Ultimately, they help to broaden and create a more inclusive economy.
The South African government has long recognised the vital contribution entrepreneurs play in the economic development and social upliftment of its people. In Government’s ten-year vision for the Accelerated and Shared Growth Initiative of South Africa (ASGISA), South Africa is set to become an entrepreneurial nation that rewards and recognises those who see a business opportunity and pursue it.
At a national level, South Africa is estimated to have approximately two million small businesses, representing 96% of the total number of companies registered in the country.

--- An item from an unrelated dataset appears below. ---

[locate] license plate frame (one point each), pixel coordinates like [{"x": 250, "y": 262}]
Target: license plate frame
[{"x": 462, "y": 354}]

Small businesses employ about 55% of the country’s labour force and contribute approximately 42% to the country’s wage bill.
However, 87% of these small businesses are survivalists—a great concern for the country and its entrepreneurs.
In addition, Total Entrepreneurial Activity (TEA) is at 6,9% (down 0,9% since 2008) and is considerably lower compared to other emerging economies like India, Brazil and Mexico.
While much research has been done on micro-enterprises, there is little available on sustainable formal ventures run by women in South Africa.
The Sage Foundation decided it was time to change this, by finding out more.
About the research
To understand the elements that need to be fostered and those that need to be overcome, the Sage Foundation commissioned Livingfacts to conduct research on how to foster female entrepreneurship in South Africa.
This study was carried out among females aged 25-65, who are formally employed in major metropolitan areas of South Africa, with a monthly income over R5,000.
604 quantitative interviews were conducted with women who were both successful and unsuccessful in their entrepreneurial businesses, as well as those who had not considered entrepreneurship.
In addition, a further 60 in-depth interviews were done with unsuccessful and potential entrepreneurs to understand their challenges in more detail.